Late complications are diagnosed after three days of the child's life and later. Late complications can be infectious and neurological in origin. The neurological consequences that appeared as a result of the transferred brain hypoxia and posthypoxic encephalopathy include:

  • Hyperexcitability syndrome

The child has signs of increased excitability, pronounced reflexes (hyperreflexia), dilated pupils,. There are no convulsions.

  • Reduced excitability syndrome

Reflexes are poorly expressed, the child is lethargic and adynamic, muscle tone is low, dilated pupils, a tendency to lethargy, there is a symptom of "doll" eyes, breathing periodically slows down and stops (bradypnea alternating with apnea), a rare pulse, a weak sucking reflex.

  • Convulsive syndrome

Characterized by tonic (tension and rigidity of the muscles of the body and limbs) and clonic (rhythmic contractions in the form of twitching of individual muscles of the arms and legs, face and eyes) convulsions. Opercular paroxysms also appear in the form of grimaces, gaze spasms, attacks of unmotivated sucking, chewing and protruding tongue, floating eyeballs. Possible attacks of cyanosis with apnea, rare pulse, increased salivation and sudden pallor.

  • Hypertensive-hydrocephalic syndrome

The child throws back his head, fontanelles bulge, cranial sutures diverge, head circumference increases, constant convulsive readiness, loss of cranial nerve functions (strabismus and nystagmus are noted, smooth nasolabial folds, etc.).

  • Syndrome of vegetative-visceral disorders

Characterized by vomiting and persistent regurgitation, disorders of intestinal motor function (constipation and diarrhea), marbling of the skin (spasm of blood vessels), bradycardia and infrequent breathing.

  • Movement disorder syndrome

Residual neurological disorders (paresis and paralysis, muscle dystonia) are characteristic.

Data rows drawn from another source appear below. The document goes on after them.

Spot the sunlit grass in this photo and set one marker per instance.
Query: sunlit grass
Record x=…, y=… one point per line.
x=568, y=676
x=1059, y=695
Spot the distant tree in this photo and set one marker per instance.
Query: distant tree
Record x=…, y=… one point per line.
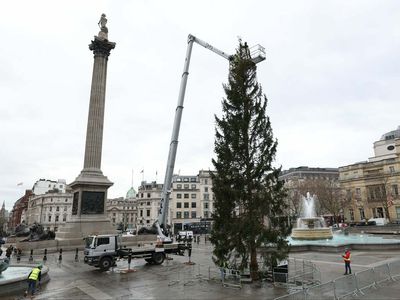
x=249, y=206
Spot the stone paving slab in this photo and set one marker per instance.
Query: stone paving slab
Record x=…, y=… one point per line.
x=176, y=280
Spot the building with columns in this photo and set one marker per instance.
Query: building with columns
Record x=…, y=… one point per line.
x=372, y=187
x=192, y=201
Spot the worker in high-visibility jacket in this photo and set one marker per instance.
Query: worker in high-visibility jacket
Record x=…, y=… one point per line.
x=34, y=277
x=346, y=258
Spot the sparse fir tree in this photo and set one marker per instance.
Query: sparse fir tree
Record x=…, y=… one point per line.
x=249, y=199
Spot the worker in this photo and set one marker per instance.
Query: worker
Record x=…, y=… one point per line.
x=9, y=251
x=346, y=258
x=34, y=277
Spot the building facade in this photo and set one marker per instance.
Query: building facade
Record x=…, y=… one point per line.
x=372, y=187
x=192, y=202
x=123, y=210
x=17, y=214
x=51, y=209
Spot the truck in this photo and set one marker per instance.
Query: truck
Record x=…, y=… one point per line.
x=102, y=251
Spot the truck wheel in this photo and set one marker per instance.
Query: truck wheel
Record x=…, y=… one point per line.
x=158, y=258
x=105, y=263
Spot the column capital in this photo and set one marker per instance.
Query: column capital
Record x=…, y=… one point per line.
x=101, y=46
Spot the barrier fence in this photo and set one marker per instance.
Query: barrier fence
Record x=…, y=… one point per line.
x=348, y=285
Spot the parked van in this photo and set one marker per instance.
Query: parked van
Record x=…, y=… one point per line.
x=378, y=221
x=185, y=234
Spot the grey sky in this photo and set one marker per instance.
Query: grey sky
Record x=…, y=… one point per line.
x=331, y=77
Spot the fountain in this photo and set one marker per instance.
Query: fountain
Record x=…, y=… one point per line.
x=309, y=226
x=13, y=278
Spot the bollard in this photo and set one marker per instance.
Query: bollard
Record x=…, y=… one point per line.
x=76, y=254
x=19, y=255
x=129, y=261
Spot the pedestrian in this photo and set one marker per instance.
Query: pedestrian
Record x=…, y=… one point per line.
x=34, y=277
x=346, y=258
x=9, y=251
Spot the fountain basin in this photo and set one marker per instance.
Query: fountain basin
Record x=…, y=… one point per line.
x=14, y=279
x=312, y=234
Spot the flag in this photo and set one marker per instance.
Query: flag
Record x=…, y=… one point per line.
x=389, y=201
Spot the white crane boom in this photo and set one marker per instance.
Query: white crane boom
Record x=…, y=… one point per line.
x=160, y=224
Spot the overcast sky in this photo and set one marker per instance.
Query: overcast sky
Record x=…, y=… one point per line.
x=331, y=76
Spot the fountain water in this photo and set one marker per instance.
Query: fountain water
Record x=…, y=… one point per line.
x=309, y=226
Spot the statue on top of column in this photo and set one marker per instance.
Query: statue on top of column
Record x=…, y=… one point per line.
x=103, y=28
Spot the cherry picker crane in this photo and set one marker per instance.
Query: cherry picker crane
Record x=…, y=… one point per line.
x=257, y=54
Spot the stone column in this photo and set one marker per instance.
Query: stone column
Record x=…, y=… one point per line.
x=94, y=134
x=89, y=189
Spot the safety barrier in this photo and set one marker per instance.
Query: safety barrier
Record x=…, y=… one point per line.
x=322, y=291
x=349, y=285
x=365, y=279
x=345, y=286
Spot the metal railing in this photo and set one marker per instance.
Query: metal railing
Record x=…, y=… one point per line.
x=349, y=285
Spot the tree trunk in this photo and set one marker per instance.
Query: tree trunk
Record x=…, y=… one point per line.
x=253, y=263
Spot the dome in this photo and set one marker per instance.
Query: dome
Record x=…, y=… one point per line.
x=131, y=194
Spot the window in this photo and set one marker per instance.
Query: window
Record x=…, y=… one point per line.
x=351, y=213
x=395, y=190
x=362, y=213
x=398, y=212
x=102, y=241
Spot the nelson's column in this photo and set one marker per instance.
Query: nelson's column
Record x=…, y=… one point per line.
x=90, y=187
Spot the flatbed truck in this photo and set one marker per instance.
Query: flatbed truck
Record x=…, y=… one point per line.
x=102, y=251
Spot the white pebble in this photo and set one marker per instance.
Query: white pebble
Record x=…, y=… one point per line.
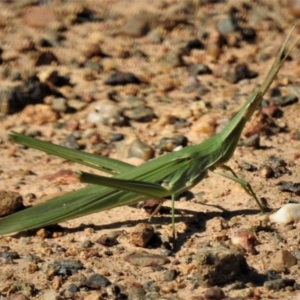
x=286, y=214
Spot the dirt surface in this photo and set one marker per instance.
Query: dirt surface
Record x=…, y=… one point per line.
x=88, y=73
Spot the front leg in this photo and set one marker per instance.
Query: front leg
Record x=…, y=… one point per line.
x=245, y=185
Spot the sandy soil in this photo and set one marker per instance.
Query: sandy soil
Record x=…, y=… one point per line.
x=88, y=40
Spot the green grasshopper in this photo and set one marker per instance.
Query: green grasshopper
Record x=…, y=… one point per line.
x=168, y=175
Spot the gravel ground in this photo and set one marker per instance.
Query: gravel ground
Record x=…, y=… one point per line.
x=133, y=80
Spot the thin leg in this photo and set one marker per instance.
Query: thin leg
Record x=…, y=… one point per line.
x=157, y=209
x=245, y=185
x=173, y=217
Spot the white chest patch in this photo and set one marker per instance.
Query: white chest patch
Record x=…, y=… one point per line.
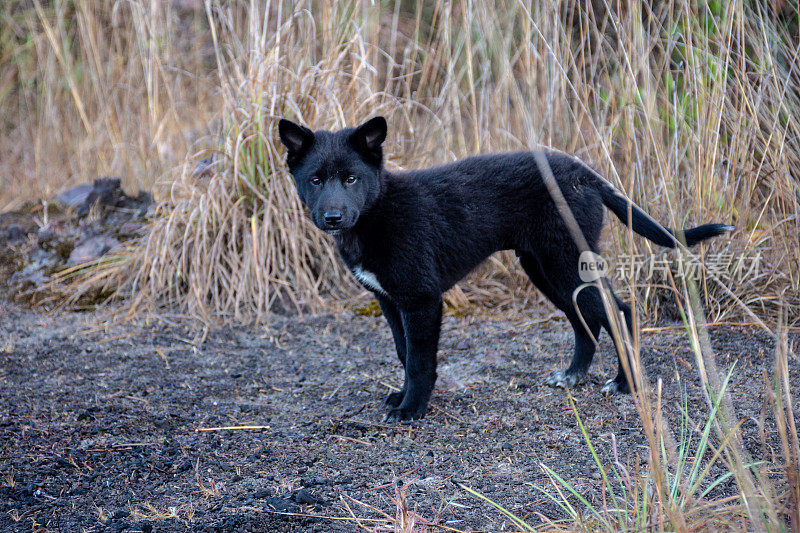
x=368, y=279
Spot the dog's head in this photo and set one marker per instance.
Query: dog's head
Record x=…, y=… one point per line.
x=337, y=174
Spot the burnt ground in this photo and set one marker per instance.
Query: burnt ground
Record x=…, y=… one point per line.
x=101, y=428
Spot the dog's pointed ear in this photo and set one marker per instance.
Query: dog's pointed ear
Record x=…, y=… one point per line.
x=297, y=139
x=368, y=137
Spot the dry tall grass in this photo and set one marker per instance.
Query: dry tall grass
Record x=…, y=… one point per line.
x=691, y=109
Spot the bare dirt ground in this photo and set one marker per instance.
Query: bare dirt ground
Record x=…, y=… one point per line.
x=102, y=428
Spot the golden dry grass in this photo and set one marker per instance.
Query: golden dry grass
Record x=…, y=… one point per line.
x=692, y=109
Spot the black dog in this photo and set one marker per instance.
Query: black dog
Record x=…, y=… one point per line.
x=410, y=236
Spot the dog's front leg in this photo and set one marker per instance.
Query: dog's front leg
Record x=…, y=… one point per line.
x=395, y=320
x=421, y=324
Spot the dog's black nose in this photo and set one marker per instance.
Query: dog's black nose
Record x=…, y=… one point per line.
x=333, y=216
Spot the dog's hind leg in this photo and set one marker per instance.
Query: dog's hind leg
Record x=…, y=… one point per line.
x=619, y=383
x=586, y=320
x=392, y=314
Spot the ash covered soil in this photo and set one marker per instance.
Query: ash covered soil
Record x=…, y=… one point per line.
x=103, y=427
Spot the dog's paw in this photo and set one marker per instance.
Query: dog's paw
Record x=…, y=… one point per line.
x=403, y=414
x=563, y=380
x=394, y=399
x=612, y=386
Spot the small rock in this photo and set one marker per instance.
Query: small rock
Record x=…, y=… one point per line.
x=76, y=196
x=304, y=497
x=130, y=228
x=91, y=249
x=281, y=505
x=15, y=233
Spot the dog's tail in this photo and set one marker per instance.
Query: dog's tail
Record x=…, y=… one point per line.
x=647, y=227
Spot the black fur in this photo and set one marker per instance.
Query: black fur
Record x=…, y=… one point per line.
x=410, y=236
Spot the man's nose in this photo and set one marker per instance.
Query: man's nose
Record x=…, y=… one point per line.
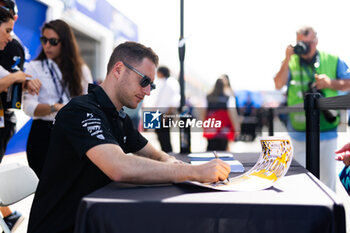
x=147, y=90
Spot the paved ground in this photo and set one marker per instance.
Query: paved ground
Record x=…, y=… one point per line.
x=198, y=145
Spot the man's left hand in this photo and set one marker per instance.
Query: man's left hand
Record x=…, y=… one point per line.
x=322, y=81
x=171, y=159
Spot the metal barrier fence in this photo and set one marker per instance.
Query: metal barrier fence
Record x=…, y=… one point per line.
x=313, y=104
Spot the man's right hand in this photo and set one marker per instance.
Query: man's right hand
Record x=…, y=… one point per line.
x=289, y=52
x=20, y=76
x=213, y=171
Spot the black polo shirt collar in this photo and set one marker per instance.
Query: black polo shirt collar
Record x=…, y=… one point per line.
x=104, y=101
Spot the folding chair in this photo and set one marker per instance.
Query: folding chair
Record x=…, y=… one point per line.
x=16, y=183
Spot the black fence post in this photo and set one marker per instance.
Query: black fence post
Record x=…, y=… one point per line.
x=312, y=133
x=270, y=117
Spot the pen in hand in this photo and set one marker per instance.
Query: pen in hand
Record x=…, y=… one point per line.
x=217, y=157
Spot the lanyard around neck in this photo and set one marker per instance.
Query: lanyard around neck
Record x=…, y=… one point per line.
x=56, y=81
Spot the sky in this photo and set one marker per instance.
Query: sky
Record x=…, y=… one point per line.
x=244, y=39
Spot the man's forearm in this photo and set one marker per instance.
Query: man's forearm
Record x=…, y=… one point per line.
x=340, y=84
x=281, y=77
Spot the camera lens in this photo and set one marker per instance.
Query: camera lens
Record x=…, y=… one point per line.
x=301, y=48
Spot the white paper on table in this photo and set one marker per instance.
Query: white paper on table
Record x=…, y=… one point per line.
x=235, y=165
x=210, y=155
x=272, y=165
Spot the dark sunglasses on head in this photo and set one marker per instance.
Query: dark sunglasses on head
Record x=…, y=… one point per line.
x=145, y=81
x=52, y=41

  • Subarachnoid hemorrhage
  • Intraventricular hemorrhage and hemorrhage around the ventricles.

Possible infectious complications (due to weakened immunity after suffering multiple organ failure):

  • development ;
  • damage to the dura mater ();
  • the development of sepsis;
  • intestinal infection (necrotizing colitis).

Question answer

Question:
Does a baby who suffers from birth asphyxia need special care after discharge?

Answer: Oh sure. Such children need especially careful supervision and care. Pediatricians, as a rule, prescribe special gymnastics and massage, which normalize anxiety, reflexes in the baby and prevent the development of seizures. The child must be provided with maximum rest, giving preference to breastfeeding.

Question:
When is discharged from the hospital after asphyxiation of a newborn?

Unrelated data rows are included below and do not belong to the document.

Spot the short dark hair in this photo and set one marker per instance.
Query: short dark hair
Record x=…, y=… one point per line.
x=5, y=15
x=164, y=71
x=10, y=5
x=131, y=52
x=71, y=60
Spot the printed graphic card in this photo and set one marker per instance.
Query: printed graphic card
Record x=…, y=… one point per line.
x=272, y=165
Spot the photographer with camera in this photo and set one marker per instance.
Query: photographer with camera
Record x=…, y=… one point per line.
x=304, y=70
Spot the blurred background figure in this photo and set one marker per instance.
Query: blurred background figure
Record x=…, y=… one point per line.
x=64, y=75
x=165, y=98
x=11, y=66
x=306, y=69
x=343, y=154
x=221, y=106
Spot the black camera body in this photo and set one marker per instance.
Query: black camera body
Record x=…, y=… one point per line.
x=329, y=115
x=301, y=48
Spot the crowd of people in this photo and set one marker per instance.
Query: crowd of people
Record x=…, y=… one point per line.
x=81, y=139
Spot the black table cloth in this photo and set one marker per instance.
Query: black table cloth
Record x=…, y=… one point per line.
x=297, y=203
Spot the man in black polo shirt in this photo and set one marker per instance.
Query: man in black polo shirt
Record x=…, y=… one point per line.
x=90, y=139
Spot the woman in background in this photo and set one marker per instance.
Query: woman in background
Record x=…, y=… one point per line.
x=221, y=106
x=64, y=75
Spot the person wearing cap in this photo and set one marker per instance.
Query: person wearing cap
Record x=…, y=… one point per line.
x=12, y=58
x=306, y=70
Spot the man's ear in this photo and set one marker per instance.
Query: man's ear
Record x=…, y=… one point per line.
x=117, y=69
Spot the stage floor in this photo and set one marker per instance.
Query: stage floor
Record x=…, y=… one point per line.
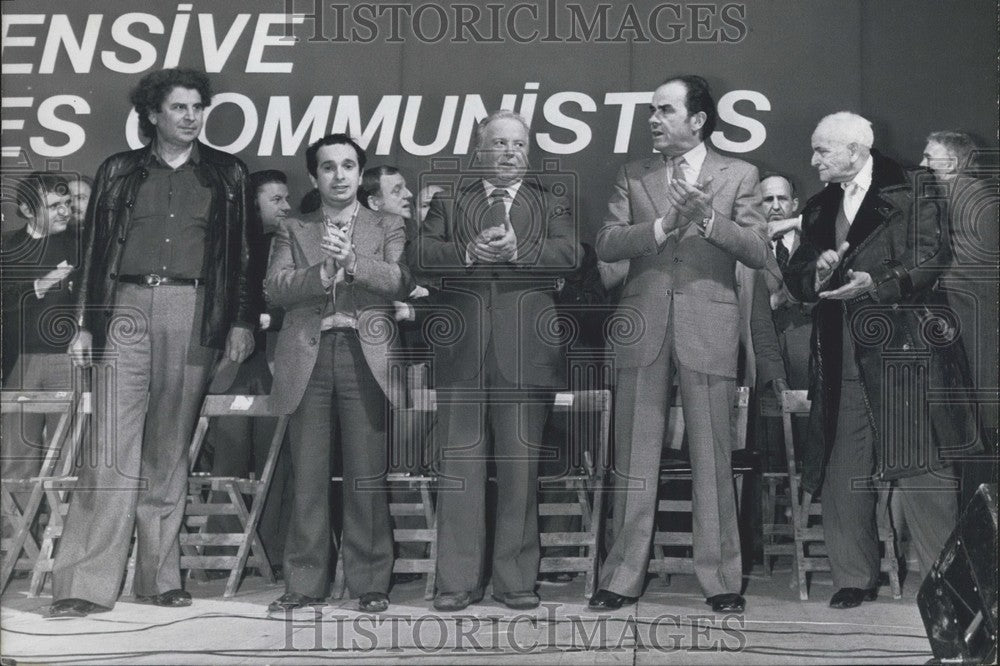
x=669, y=624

Answer: You should forget about early discharge (2 - 3 days). The baby will be in the maternity ward for at least a week (an incubator is required). If necessary, the baby and mother are transferred to the children's department, where the treatment can last up to a month.

Question:
Are newborns who have undergone asphyxia subject to dispensary observation?

Answer: Yes, all children who have suffered asphyxiation during childbirth must be registered with a pediatrician (neonatologist) and neurologist.

Question:
What consequences of asphyxia are possible in a child at an older age?

Answer: Such children are prone to colds due to weakened immunity, they have reduced school performance, reactions to some situations are unpredictable and often inadequate, psychomotor developmental delay, speech lag are possible. After severe asphyxia, epilepsy, convulsive syndrome often develop, oligophrenia is not excluded, and paresis and paralysis.